60 Pur la sua gagliardia, la sua fierezza
     Non si nascose a questa volta certo,
     Chè la sua lancia non si piega o spezza,
     Ma tutto quanto lo scudo gli ha aperto,
     E la corazza gli parve una rezza;3
     Sì che Malprimo si truova deserto,
     Chè gli misse nel cor proprio la lancia,
     E mostrò pur le prodezze di Francia.

61 Falseron, quando ha veduto cadere
     Così subito morto del cavallo
     Un tal campion, cominciava a temere:
     Quest’è, disse, un miracol sanza fallo;
     Qui non si giostra a dimino o viere:
     O Macon, come lasciasti cascallo!
     E molto fu di tal caso turbato,
     Perchè Malprimo era il primo stimato.

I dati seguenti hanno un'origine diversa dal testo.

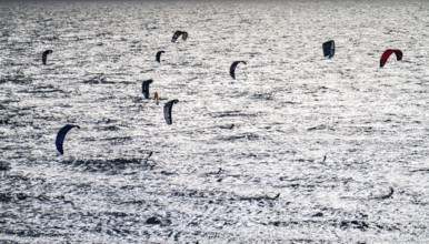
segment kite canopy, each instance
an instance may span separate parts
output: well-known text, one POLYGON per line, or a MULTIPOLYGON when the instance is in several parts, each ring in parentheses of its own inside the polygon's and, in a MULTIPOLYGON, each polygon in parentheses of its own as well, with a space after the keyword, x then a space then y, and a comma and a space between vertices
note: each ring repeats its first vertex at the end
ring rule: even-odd
POLYGON ((143 92, 144 99, 149 99, 149 84, 152 82, 153 80, 150 79, 150 80, 143 81, 143 83, 141 84, 141 90, 143 92))
POLYGON ((388 50, 386 50, 382 53, 382 55, 380 58, 380 68, 382 68, 386 64, 387 60, 389 59, 389 57, 392 53, 396 54, 398 61, 402 60, 402 51, 401 50, 399 50, 399 49, 388 49, 388 50))
POLYGON ((43 64, 47 64, 47 58, 48 58, 48 54, 51 54, 52 53, 52 50, 47 50, 43 52, 42 54, 42 62, 43 64))
POLYGON ((160 63, 161 62, 161 53, 164 53, 164 51, 159 51, 157 52, 157 61, 160 63))
POLYGON ((58 152, 60 152, 61 154, 64 154, 64 151, 62 150, 62 143, 64 141, 66 134, 73 128, 80 129, 78 125, 66 124, 63 128, 61 128, 61 130, 57 134, 56 145, 57 145, 58 152))
POLYGON ((235 61, 232 62, 231 67, 229 68, 229 74, 231 75, 231 78, 233 80, 236 80, 236 68, 239 63, 245 63, 247 64, 245 61, 235 61))
POLYGON ((179 100, 174 99, 166 103, 163 106, 163 119, 166 120, 167 124, 172 124, 171 119, 171 109, 174 103, 178 103, 179 100))
POLYGON ((188 39, 188 32, 177 30, 172 35, 171 42, 176 42, 176 40, 182 35, 182 40, 186 41, 188 39))
POLYGON ((327 41, 322 45, 323 48, 323 57, 332 58, 336 53, 336 42, 333 40, 327 41))

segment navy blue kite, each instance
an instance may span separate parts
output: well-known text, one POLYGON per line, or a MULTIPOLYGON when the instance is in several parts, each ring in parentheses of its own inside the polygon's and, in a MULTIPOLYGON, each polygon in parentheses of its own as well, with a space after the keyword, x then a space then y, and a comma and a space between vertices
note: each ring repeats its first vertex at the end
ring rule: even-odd
POLYGON ((141 90, 143 92, 144 99, 149 99, 149 84, 152 82, 153 80, 150 79, 150 80, 143 81, 143 83, 141 84, 141 90))
POLYGON ((61 130, 57 134, 56 145, 57 145, 58 152, 60 152, 61 154, 64 154, 64 151, 62 150, 62 143, 64 141, 66 134, 73 128, 80 129, 78 125, 66 124, 63 128, 61 128, 61 130))
POLYGON ((166 120, 167 124, 172 124, 171 119, 171 109, 174 103, 178 103, 179 100, 174 99, 166 103, 163 106, 163 119, 166 120))
POLYGON ((43 62, 44 65, 47 64, 48 54, 51 54, 51 53, 52 53, 52 50, 47 50, 47 51, 43 52, 43 54, 42 54, 42 62, 43 62))
POLYGON ((161 62, 161 53, 164 53, 164 51, 159 51, 157 52, 157 61, 160 63, 161 62))
POLYGON ((229 68, 229 74, 231 75, 232 80, 236 80, 236 68, 239 63, 245 63, 245 61, 235 61, 231 67, 229 68))
POLYGON ((336 42, 333 40, 325 42, 322 48, 325 58, 328 57, 330 59, 336 53, 336 42))

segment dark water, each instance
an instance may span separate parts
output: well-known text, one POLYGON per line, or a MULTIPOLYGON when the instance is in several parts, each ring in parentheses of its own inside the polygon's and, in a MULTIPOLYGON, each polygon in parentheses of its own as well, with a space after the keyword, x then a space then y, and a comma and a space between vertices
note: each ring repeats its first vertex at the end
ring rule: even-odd
POLYGON ((1 2, 0 240, 428 242, 427 9, 1 2))

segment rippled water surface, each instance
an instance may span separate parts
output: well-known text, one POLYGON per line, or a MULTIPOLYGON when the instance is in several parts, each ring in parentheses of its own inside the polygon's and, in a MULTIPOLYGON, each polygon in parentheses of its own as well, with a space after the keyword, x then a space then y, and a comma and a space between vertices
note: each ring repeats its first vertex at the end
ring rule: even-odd
POLYGON ((0 241, 429 241, 428 9, 1 2, 0 241))

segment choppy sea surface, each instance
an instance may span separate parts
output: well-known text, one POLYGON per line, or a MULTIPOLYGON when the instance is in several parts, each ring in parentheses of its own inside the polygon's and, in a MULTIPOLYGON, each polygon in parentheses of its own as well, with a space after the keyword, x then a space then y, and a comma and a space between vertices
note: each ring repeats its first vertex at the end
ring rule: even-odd
POLYGON ((429 242, 428 9, 1 2, 0 242, 429 242))

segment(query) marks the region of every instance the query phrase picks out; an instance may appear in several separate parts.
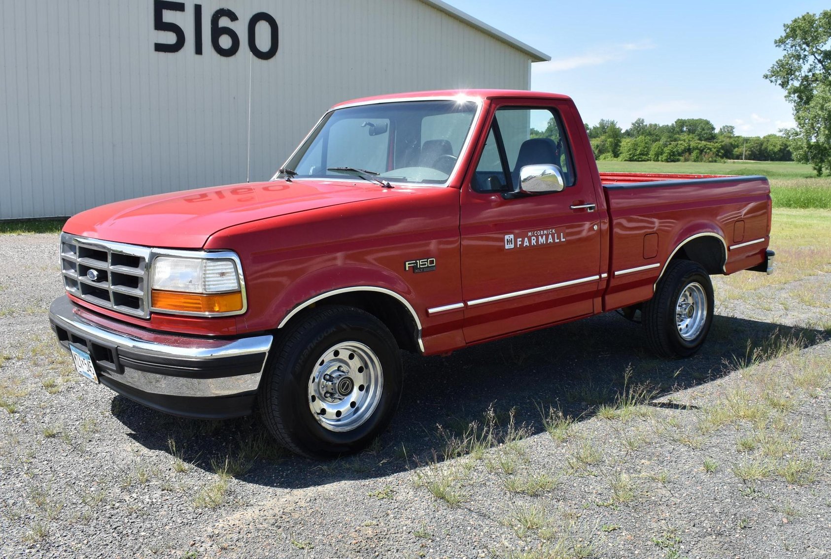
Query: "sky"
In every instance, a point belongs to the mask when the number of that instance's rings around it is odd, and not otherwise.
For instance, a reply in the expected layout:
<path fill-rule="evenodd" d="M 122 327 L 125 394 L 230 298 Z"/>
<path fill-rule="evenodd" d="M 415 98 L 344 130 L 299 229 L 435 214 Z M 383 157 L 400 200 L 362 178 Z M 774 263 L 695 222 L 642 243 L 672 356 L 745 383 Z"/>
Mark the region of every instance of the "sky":
<path fill-rule="evenodd" d="M 583 120 L 668 124 L 705 118 L 743 135 L 794 125 L 784 91 L 763 75 L 783 26 L 828 2 L 445 0 L 545 52 L 531 89 L 564 93 Z"/>

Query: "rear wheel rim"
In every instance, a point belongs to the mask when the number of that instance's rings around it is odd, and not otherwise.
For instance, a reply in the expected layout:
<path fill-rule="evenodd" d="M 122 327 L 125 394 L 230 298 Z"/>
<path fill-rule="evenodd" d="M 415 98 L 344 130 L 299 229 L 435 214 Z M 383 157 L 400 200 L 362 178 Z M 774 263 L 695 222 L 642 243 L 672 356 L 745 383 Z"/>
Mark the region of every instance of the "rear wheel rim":
<path fill-rule="evenodd" d="M 701 335 L 707 321 L 707 294 L 701 283 L 688 284 L 676 303 L 676 326 L 678 335 L 691 341 Z"/>
<path fill-rule="evenodd" d="M 384 388 L 381 360 L 368 346 L 344 341 L 314 362 L 307 385 L 312 415 L 328 431 L 352 431 L 378 407 Z"/>

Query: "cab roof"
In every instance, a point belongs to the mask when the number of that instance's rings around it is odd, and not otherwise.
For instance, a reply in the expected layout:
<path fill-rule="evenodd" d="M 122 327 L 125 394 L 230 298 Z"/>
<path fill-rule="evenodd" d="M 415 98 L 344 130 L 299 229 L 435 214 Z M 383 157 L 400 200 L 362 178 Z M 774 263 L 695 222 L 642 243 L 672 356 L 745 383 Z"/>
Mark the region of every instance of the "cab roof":
<path fill-rule="evenodd" d="M 410 93 L 393 93 L 371 97 L 361 97 L 338 103 L 332 109 L 337 109 L 350 105 L 370 104 L 376 101 L 413 101 L 430 98 L 475 98 L 475 99 L 499 99 L 522 97 L 524 99 L 561 99 L 571 101 L 571 97 L 560 93 L 547 91 L 529 91 L 526 90 L 500 90 L 500 89 L 468 89 L 468 90 L 436 90 L 431 91 L 412 91 Z"/>

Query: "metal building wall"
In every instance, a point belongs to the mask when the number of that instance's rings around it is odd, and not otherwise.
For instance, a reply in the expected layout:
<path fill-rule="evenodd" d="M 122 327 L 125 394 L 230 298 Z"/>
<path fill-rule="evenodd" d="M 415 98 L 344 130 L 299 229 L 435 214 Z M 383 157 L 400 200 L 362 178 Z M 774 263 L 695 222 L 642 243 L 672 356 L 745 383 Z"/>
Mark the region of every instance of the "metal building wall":
<path fill-rule="evenodd" d="M 0 0 L 0 219 L 71 215 L 161 192 L 268 179 L 323 110 L 406 91 L 528 89 L 530 57 L 420 0 L 185 0 L 185 44 L 154 44 L 153 0 Z M 194 4 L 203 54 L 195 54 Z M 217 54 L 210 19 L 239 20 Z M 279 24 L 273 58 L 248 22 Z M 268 28 L 258 27 L 264 50 Z M 224 39 L 227 46 L 228 39 Z"/>

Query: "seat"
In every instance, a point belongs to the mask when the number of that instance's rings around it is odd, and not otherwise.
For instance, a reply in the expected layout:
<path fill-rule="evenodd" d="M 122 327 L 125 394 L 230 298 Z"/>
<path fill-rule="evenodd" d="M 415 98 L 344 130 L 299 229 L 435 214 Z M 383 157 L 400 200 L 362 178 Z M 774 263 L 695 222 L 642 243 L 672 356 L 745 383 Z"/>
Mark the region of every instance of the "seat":
<path fill-rule="evenodd" d="M 519 169 L 525 165 L 549 164 L 560 166 L 559 146 L 551 138 L 531 138 L 519 146 L 519 154 L 511 177 L 514 188 L 519 184 Z"/>
<path fill-rule="evenodd" d="M 418 158 L 419 167 L 435 169 L 435 162 L 442 155 L 453 155 L 453 145 L 449 140 L 428 140 L 421 146 Z"/>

62 Ulivier non si misse nella pressa
     De’ Saracin, ch’ancor gli duole il petto:
     Intanto in resta la lancia avea messa
     Turpino, e salta che pare un capretto,
     Chè non è tempo a cantar or la Messa;
     Vennegli incontra Turchion maladetto
     Con la sua lancia con superbia, e furia,
     Per vendicar di Malprimo la ingiuria.

63 E nello scudo alla treccia gli colse
     E ruppel come bambola di specchio,4
     Sì che dal petto fatica gli tolse;
     Ma Turpin sa ancor l’arte così vecchio:
     E perchè il Saracin civettar volse,
     E’ gli accoccò la lancia a un orecchio,
     E schiacciò l’elmo e ’l capo come al tordo,
     E in questo modo lo guarì del sordo.